The book is structured around his family history search for the truth about his Aunt Betty, whom he always found evasive and mysterious. It is a search driven by documents and he is a particularly inept family historian, naive about sources, and unusually reliant on other people finding things for him. He uses his search for a particular member of his family as the rationale for a new chapter, which means that there is a certain amount of back-tracking and foreshadowing, and he weakens his book considerably by including updates on his searches at the end which diffuses, rather than tightens, his ending.

The book is not just about his Aunt Betty/Munca, but he infuses it with a lot of his own memoir as well. He is an undisciplined narrator, launching off into long descriptions of tangential information, and drawing links with minor royalty and celebrity figures. I don’t think that I would particularly like this man personally. He is certainly well-connected with the literary scene and Conservative Party politics: head of the Policy Unit during Thatcher’s time, the holder of a hereditary baronetcy through his uncle, contributor to the Sunday Times and the London Review of Books, former editor of the Times Literary Supplement for eleven years, and a fellow of the Royal Society of Literature. I can only assume that it is these latter connections that landed him Hilary Mantel’s saccharine and very prominent front-cover blurb that the book was “Grimly funny and superbly written, with a twist on every page”.

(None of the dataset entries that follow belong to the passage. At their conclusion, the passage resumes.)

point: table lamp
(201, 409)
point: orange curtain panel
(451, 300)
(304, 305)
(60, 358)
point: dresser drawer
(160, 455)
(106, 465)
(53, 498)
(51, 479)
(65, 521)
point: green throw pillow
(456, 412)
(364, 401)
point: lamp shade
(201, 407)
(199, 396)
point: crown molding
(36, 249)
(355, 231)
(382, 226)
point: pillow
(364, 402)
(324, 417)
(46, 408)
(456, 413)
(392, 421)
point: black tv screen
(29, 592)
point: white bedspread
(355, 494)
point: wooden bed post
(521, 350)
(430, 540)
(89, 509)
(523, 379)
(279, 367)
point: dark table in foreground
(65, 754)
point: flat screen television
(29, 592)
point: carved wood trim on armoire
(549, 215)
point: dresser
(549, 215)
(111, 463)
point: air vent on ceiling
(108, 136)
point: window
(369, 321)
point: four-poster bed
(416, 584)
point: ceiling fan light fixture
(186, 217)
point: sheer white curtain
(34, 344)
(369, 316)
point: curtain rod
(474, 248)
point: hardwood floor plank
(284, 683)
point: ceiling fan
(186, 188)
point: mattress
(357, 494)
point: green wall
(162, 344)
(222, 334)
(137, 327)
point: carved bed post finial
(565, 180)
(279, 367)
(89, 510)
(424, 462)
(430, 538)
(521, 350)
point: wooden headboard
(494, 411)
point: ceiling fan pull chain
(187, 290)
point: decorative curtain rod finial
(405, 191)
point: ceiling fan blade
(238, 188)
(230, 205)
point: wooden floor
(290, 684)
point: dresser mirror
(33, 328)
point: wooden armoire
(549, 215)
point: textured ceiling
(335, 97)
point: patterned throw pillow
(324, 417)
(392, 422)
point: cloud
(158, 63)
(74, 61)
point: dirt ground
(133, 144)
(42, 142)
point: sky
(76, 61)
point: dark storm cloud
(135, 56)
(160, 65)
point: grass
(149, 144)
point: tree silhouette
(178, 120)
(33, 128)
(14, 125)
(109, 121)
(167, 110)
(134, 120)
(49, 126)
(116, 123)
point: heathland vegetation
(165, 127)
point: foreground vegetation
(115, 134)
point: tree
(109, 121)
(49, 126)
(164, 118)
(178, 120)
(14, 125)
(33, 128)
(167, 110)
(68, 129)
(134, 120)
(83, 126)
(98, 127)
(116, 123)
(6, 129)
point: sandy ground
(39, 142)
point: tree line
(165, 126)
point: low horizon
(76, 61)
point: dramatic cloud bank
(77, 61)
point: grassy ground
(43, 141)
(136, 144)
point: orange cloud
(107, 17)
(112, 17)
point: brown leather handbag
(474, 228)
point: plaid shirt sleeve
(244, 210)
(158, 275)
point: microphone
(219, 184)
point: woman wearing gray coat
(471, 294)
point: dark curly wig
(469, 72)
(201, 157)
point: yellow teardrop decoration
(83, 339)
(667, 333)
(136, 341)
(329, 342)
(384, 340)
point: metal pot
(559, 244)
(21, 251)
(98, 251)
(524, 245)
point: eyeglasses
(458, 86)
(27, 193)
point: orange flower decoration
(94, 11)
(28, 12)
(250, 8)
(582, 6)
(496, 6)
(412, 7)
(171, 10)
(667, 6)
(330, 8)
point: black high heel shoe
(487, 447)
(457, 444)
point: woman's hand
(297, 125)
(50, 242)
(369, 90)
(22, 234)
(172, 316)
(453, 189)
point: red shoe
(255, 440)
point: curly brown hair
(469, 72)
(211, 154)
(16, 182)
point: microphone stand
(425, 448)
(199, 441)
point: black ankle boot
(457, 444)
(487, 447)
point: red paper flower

The book is well written, but there is a gaping vacuum at its heart where he fails to interrogate or even imagine the nature of Aunt Betty/Munca that led her to such contradictory and often callous actions. It is as if he has traced the steps but never stopped to ask “why”. This would, of course, require speculation but he has not resiled from speculation and guesswork elsewhere. Given the wreckage that she left behind her in terms of marriages and adoption, his tunnel vision suggests that perhaps there is more of Aunt Betty/Munca in him than he would like.

My rating: 6/10

Sourced from: purchased e-book; read for the Ivanhoe Reading Circle.